Wang Yuan, Lami Kris, Ahmad Waleed, Schallenberg Simon, Bychkov Andrey, Ye Yuanzi, Jonigk Danny, Zhu Xiaoya, Campelos Sofia, Schultheis Anne, Heldwein Matthias, Quaas Alexander, Ryska Ales, Moreira Andre L, Fukuoka Junya, Büttner Reinhard, Tolkach Yuri
Institute of Pathology University Hospital Cologne Cologne Germany.
Department of Pathology Informatics Nagasaki University Nagasaki Japan.
MedComm (2020). 2025 Sep 8;6(9):e70380. doi: 10.1002/mco2.70380. eCollection 2025 Sep.

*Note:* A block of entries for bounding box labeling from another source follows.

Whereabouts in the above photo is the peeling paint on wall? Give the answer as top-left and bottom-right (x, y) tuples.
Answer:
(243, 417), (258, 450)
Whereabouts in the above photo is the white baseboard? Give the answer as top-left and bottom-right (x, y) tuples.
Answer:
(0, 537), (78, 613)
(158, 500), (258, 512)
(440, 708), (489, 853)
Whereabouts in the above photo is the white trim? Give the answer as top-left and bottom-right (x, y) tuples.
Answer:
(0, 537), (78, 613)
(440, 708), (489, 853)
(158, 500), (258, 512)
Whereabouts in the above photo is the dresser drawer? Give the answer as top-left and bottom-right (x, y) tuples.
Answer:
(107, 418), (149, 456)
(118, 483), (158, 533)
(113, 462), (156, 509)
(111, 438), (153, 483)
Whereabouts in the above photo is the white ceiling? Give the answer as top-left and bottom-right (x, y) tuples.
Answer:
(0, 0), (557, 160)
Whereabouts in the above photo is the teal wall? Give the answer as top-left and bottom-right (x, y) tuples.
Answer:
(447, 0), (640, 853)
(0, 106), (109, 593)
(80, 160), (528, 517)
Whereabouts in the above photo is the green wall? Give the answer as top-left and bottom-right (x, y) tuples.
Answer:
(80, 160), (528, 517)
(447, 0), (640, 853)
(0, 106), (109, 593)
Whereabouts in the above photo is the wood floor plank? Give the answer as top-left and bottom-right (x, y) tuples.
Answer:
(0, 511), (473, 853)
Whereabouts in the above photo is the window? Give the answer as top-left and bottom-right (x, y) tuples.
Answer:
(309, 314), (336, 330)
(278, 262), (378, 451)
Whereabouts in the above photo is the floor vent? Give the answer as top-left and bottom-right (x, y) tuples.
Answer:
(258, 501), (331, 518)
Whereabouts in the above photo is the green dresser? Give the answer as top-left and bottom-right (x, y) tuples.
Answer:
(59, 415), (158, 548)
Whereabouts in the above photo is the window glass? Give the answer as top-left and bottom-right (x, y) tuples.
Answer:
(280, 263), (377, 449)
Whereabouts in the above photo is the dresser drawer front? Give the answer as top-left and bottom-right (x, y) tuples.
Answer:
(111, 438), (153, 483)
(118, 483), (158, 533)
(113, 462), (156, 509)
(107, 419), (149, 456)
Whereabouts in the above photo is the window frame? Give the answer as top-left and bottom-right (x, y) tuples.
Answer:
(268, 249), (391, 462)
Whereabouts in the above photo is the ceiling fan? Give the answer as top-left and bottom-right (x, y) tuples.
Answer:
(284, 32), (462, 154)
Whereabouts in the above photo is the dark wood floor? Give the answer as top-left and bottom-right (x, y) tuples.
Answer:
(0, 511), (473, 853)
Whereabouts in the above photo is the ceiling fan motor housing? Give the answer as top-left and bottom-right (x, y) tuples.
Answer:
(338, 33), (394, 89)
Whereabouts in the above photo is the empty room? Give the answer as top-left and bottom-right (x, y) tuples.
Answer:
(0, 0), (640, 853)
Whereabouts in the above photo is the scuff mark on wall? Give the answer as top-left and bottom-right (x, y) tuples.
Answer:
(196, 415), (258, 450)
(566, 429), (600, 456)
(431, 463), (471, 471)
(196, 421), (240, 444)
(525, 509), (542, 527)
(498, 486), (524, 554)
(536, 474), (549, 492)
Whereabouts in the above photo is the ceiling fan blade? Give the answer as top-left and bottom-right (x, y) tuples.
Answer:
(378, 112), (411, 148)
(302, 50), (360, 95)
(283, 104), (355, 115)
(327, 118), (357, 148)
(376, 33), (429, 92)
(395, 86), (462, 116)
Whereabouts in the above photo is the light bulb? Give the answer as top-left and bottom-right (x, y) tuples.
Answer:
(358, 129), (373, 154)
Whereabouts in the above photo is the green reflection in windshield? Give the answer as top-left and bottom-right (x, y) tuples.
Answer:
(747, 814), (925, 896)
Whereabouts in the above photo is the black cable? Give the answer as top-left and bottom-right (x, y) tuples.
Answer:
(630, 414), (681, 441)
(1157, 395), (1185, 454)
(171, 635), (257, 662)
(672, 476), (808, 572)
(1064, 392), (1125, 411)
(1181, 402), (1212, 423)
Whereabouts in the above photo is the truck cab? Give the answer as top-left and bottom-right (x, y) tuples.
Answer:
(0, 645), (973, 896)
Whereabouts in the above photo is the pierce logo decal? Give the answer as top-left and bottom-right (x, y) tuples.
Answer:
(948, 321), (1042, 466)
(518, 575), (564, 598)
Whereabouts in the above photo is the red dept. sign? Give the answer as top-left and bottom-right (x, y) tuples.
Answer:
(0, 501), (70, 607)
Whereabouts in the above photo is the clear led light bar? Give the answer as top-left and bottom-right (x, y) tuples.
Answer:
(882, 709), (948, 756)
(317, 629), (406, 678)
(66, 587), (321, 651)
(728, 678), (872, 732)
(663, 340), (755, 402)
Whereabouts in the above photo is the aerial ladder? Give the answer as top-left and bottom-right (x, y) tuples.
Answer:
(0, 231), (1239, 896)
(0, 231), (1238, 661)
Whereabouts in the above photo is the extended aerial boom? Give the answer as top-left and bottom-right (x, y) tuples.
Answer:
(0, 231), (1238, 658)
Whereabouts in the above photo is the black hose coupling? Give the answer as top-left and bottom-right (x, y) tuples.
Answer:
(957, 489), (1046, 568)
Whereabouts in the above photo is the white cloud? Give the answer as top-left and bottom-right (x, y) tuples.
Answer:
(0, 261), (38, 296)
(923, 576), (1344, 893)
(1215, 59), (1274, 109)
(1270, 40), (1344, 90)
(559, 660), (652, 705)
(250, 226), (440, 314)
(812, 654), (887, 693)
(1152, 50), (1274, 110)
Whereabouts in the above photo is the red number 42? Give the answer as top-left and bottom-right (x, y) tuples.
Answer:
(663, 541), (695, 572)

The morphological patterns of lung adenocarcinoma (LUAD) are recognized for their prognostic significance, with ongoing debate regarding the optimal grading strategy. This study aimed to develop a clinical-grade, fully quantitative, and automated tool for pattern classification/quantification (PATQUANT), to evaluate existing grading strategies, and determine the optimal grading system. PATQUANT was trained on a high-quality dataset, manually annotated by expert pathologists. Several independent test datasets and 13 expert pathologists were involved in validation. Five large, multinational cohorts of resectable LUAD (patient = 1120) were analyzed concerning prognostic value. PATQUANT demonstrated excellent pattern segmentation/classification accuracy and outperformed 8 out of 13 pathologists. The prognostic study revealed a distinct prognostic profile for the complex glandular pattern. While all contemporary grading systems had prognostic value, the predominant pattern-based and simplified IASLC systems were superior. We propose and validate two new, fully explainable grading principles, providing fine-grained, statistically independent patient risk stratification. We developed a fully automated, robust AI tool for pattern analysis/quantification that surpasses the performance of experienced pathologists. Additionally, we demonstrate the excellent prognostic capabilities of two new grading approaches that outperform traditional grading methods. We make our extensive agreement dataset publicly available to advance the developments in the field.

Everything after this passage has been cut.